Der aus weissem Marmor gebaute Jag Niwas wurde 1743 gebaut. Heute heisst er Lake Palace und ist das berühmteste Luxushotel Indiens. Gegenüber dem Lake Palace befindet sich der City Palace, der größte Palastkomplex Rajasthans.

Am siebtenTag kreuzt der Zug das Vogelreservat "Keoladeo Ghana National Park". Angehalten wird am Bahnhof der Stadt Barathpur. Nachmittags werden die letzten Kilometer zum Endpunkt der Strecke abgelegt. Die Reise ist zyklisch, der Zug hat eine kreisförmige Route zurückgelegt und bewegt sich wieder auf Delhi zu. Der "Palast auf Rädern" beendet seine Tour in Agra, dem Ort des legendären Taj Mahal. Am siebten Tag besichtigen die Reisenden das siebte Weltwunder. Mit der Besichtigung des vom Mogul Shah Jahan für die Königin Muntaz Mahal erbauten Palastes findet die Reise in Agra ihr Ende.


Reisetipps: Eine Nacht im fahrenden Luxushotel "Palace on Wheels"kostet ca. 350 Euro.

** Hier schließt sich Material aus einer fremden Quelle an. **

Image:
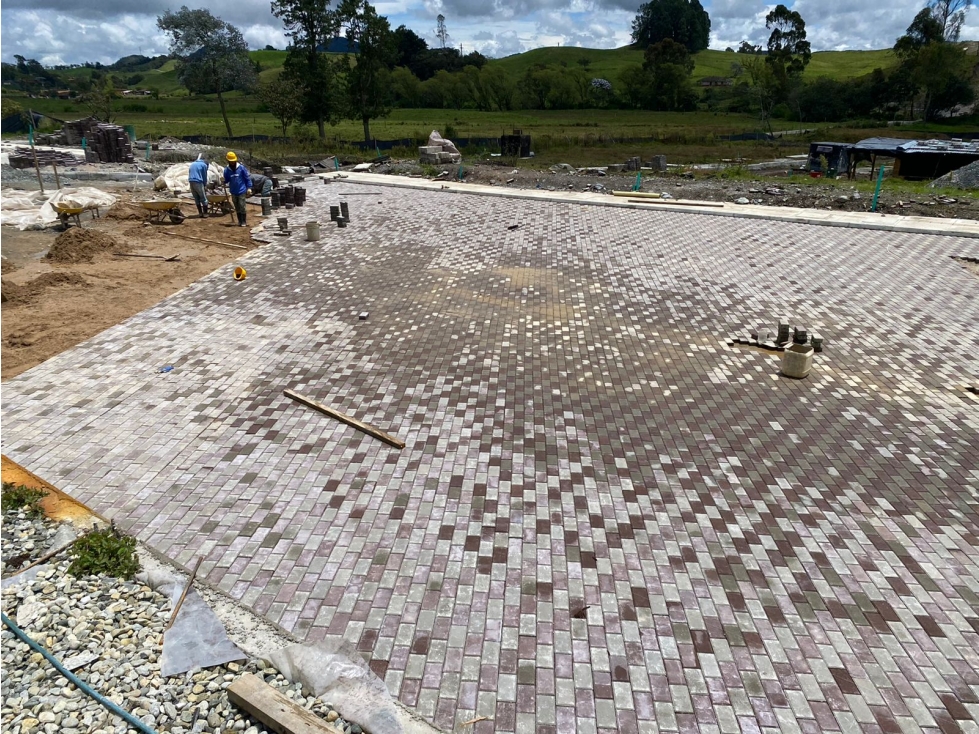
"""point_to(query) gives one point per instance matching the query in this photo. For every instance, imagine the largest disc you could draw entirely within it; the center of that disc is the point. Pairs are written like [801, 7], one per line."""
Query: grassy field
[609, 63]
[604, 63]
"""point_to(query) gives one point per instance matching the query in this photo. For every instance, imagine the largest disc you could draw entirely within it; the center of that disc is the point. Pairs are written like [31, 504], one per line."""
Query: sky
[66, 32]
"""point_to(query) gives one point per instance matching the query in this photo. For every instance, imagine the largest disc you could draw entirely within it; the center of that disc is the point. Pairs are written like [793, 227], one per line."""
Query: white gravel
[118, 626]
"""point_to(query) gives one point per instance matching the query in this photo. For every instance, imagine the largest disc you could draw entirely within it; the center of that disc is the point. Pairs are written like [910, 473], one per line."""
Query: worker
[239, 185]
[198, 180]
[262, 184]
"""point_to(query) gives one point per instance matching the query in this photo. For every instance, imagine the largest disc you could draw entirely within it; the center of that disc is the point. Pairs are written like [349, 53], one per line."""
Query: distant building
[716, 81]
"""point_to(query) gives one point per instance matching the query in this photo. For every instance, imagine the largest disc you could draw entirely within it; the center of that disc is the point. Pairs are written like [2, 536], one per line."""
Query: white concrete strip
[853, 220]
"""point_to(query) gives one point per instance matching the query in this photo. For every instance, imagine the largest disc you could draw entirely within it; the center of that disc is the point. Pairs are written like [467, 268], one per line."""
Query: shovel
[173, 258]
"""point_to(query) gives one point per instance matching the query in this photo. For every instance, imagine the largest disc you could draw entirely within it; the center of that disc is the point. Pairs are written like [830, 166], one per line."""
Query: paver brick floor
[605, 518]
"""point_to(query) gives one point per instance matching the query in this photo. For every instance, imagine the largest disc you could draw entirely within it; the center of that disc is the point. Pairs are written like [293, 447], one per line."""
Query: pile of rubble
[438, 150]
[25, 158]
[966, 177]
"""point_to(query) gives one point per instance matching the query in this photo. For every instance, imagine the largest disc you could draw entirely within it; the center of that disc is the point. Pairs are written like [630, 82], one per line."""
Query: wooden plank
[637, 194]
[202, 239]
[714, 204]
[349, 420]
[277, 712]
[183, 594]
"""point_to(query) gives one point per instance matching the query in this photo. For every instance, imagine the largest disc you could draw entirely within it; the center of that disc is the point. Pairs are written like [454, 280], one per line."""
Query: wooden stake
[34, 153]
[183, 594]
[350, 421]
[714, 204]
[202, 239]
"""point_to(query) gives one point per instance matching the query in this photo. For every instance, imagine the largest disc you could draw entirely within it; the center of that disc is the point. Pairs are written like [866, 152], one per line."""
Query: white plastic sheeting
[334, 671]
[34, 210]
[175, 177]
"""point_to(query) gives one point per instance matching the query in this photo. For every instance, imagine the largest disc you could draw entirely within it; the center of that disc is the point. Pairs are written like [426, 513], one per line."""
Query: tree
[788, 50]
[499, 86]
[99, 100]
[766, 88]
[213, 55]
[368, 81]
[924, 29]
[950, 15]
[405, 87]
[683, 21]
[311, 25]
[441, 32]
[942, 71]
[669, 65]
[410, 49]
[284, 98]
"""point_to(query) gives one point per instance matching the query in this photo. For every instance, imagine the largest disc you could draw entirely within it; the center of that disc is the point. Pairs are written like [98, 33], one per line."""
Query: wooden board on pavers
[277, 712]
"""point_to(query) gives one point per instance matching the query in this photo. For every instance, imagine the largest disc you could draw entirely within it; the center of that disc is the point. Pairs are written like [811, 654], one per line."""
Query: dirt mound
[81, 245]
[966, 177]
[122, 210]
[16, 294]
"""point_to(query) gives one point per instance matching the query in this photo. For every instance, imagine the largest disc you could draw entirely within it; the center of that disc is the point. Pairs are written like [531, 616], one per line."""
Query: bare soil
[50, 305]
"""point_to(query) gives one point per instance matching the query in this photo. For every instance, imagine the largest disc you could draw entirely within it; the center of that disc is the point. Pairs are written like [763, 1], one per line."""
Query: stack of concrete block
[438, 151]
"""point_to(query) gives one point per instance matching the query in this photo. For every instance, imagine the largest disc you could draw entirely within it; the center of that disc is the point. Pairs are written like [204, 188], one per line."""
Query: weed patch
[18, 497]
[105, 551]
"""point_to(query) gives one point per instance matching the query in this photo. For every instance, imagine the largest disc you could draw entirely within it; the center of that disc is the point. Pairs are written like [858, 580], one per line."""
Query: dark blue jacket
[198, 172]
[238, 180]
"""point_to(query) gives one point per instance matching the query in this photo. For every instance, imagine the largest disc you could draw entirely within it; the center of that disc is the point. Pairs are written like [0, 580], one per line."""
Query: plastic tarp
[336, 673]
[175, 177]
[197, 638]
[34, 210]
[447, 145]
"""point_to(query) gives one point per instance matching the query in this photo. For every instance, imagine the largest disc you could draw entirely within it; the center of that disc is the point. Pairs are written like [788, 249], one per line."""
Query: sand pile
[78, 245]
[16, 294]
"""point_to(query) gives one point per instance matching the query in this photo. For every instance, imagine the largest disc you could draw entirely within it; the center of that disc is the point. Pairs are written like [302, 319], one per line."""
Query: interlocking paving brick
[605, 519]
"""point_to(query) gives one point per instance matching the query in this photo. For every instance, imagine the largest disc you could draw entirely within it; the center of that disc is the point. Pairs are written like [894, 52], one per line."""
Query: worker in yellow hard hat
[239, 185]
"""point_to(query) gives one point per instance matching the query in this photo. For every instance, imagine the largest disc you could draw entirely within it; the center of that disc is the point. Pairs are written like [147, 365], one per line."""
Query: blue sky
[64, 31]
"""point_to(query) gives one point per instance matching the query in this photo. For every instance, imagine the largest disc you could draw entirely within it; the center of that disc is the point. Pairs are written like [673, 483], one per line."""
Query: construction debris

Günstigste Reisezeit ist wegen der vielen interessanten Feierlichkeiten der Spätherbst.

Man kann die Fahrt als Pauschalreise buchen, auch von europäischen Reisebüros aus. Für diejenigen, die sich den „Palace on wheels“ nicht leisten können, ist der normale Expresszugverkehr eine gute und preiswerte Alternative. Besonders zu empfehlen ist der Shatabdi-Express von Delhi über Jaipur nach Ajmer. Die Fahrt dauert fünf Stunden und kostet inclusive Platzreservierung und Mittagessen ca. 11 Euro.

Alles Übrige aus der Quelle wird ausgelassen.